In the external world, a man's right to life is manifested by the ability of his rational mind to make the decisions it sees fit. This ability, to have any value at all, must extend to the full right to dispose of one's property, the material products of the labor of the mind. In every decision, there will inevitably be some amount of delay between the time a decision is made and the time it is implemented, yet this does not alter the right of the individual to make that decision, and the right of the individual to dispose of the property involved in and arising out of such a decision. Quintus Grummond has made a clear, explicit, rational decision, extensively detailed in his will, to have his property used in a specific way that could not have been more precisely formulated. The current form of the Estate of Grummond is the way that he had ordained, and it should not matter that he has lost his consciousness in the interim. If I decide to use my hovermobile tomorrow, and then go to sleep, would the plaintiffs have the right to take my hovermobile away from me, simply because the state of my consciousness has somehow been altered? Of course not. Nor should they have the right to take from Quintus Grummond not only a hovermobile, but everything he has ever earned. Moreover, my argument with regard to property concerns not only property in inanimate objects, but also property that the individual holds in his own body and mind. This property, too, ought to be governed by the individual's own decisions, however delayed in time their implementation may be. Quintus Grummond has made a decision in his will to place his body on indefinite life support, should he lose the ability to survive without it. Now, after a necessary time delay between Mr. Grummond's conscious and unconscious states, that decision is being implemented. To curtail its implementation, as the prosecution desires, would be a clear violation of Quintus Grummond's right to the property that is his own body and the property that is his own mind, which had devised the entire arrangement.

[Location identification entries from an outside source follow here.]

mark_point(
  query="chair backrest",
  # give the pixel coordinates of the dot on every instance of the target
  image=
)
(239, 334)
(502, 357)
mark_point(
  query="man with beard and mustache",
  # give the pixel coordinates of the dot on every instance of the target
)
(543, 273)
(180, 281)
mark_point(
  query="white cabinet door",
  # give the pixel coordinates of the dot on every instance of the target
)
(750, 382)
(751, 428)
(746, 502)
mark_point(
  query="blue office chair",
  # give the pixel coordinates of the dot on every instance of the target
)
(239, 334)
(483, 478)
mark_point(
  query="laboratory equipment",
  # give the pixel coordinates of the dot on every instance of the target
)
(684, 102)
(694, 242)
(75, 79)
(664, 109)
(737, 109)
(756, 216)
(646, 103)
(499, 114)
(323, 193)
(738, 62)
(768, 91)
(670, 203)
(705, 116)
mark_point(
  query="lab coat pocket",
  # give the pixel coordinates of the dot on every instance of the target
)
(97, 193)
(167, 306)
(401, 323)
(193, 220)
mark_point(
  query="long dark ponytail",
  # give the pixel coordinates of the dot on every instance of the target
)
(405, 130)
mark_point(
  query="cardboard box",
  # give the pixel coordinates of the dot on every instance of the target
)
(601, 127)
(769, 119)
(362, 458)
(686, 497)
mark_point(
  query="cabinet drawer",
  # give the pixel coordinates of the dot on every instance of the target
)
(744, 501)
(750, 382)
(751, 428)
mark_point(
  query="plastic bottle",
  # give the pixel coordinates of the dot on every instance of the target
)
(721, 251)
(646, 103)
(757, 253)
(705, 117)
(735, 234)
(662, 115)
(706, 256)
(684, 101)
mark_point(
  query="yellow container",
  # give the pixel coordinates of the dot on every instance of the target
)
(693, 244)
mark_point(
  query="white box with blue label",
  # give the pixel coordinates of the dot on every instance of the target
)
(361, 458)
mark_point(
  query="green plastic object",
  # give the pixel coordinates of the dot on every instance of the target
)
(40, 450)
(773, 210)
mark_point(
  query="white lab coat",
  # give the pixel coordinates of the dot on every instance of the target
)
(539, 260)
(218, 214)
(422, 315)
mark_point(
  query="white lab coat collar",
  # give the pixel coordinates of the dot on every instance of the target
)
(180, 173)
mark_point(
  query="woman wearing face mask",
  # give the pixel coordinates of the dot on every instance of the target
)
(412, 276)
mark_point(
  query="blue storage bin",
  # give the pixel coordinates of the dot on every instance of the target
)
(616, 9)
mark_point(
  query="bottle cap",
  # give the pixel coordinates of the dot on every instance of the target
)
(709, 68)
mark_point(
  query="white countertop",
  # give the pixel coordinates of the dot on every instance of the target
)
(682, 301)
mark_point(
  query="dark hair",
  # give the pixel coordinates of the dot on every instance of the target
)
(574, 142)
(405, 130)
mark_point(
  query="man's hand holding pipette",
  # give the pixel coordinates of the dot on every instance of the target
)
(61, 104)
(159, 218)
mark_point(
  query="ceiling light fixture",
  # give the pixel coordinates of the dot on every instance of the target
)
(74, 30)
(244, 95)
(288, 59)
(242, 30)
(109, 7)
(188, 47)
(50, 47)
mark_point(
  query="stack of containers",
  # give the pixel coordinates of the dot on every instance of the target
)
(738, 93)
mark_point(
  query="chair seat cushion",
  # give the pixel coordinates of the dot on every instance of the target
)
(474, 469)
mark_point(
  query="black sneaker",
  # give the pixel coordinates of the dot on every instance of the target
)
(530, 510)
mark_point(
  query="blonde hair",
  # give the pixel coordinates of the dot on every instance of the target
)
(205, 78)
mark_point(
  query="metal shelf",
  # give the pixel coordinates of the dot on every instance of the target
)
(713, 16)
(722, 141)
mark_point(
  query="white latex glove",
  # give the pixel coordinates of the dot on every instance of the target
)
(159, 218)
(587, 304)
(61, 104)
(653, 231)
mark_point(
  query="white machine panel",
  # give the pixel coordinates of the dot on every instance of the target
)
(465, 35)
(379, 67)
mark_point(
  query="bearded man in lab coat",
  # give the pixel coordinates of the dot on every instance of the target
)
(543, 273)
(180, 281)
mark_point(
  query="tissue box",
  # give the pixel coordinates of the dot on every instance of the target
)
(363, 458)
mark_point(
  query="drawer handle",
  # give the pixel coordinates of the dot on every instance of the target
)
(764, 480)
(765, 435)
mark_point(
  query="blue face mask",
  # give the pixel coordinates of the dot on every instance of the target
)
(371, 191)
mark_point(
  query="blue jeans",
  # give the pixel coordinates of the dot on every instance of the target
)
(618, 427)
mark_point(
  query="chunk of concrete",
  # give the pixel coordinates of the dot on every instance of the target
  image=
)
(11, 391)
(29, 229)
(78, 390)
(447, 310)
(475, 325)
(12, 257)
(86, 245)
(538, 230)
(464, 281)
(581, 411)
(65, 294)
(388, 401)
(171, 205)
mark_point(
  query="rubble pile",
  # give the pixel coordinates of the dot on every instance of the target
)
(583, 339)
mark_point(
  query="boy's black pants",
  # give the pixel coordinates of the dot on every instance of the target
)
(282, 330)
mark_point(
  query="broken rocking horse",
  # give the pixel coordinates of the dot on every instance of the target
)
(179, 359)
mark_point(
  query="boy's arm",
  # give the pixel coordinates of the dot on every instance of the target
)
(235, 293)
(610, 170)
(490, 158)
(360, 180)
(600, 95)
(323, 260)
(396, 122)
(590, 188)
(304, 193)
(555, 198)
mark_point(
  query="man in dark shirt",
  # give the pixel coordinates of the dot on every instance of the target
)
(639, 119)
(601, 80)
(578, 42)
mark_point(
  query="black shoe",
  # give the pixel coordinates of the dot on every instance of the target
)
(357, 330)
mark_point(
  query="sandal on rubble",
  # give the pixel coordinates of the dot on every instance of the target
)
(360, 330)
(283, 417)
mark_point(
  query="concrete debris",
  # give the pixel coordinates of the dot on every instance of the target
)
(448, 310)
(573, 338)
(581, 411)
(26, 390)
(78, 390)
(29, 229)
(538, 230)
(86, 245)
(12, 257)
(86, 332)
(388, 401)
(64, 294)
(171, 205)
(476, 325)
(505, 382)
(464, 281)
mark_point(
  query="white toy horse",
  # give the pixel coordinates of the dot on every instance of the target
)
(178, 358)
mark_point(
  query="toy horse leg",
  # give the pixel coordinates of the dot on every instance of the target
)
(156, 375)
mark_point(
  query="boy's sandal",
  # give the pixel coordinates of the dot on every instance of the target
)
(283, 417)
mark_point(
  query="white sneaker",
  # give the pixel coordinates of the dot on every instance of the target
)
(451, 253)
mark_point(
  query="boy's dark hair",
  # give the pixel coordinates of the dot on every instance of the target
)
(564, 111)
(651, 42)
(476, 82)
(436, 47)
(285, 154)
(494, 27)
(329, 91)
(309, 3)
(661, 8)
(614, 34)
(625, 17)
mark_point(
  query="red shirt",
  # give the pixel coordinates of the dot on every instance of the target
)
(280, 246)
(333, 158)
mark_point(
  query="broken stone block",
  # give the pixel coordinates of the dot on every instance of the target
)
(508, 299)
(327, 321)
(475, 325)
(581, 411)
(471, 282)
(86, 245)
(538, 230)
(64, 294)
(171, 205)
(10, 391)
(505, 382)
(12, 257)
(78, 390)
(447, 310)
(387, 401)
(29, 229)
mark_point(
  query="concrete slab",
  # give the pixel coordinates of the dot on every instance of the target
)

The plaintiffs ought to recognize that arguing that they were supposed to be the legal heirs of Quintus Grummond does not alter the reality that they are not because Mr. Grummond did not wish them to be. Supposed to, by what standard? Quintus Grummond has chosen to dispose of his property-his property, not theirs, in body, mind, and possessions-in an alternate manner. The only legitimate response that the plaintiffs ought to have is to respect that arrangement as they would like others to respect any arrangements the plaintiffs would make with regard to their property. That is the true application of the Golden Rule to this situation, and that is why the court ought to reject the prosecution's claims.
I would like to leave it to Your Honor and the ladies and gentlemen analyzing this case and seeking to decide for themselves which side to support to internalize and deliberate over the arguments I have made today, and to recess until the next day.
ROBERTS: Objection! My clients do not yet wish to recess! The prosecution wishes to refute the outrageous and fanatically extremist arguments that the defense has spewed forth!
JUDGE: Objection overruled. The court shall give the prosecution time this evening to prepare a more polished refutation, thus satisfying everybody's interests, in the court's opinion. The court is on recess until tomorrow. (He taps the table with his gavel.)
(The lights are dimmed.)
To read other parts of Implied Consent, go here.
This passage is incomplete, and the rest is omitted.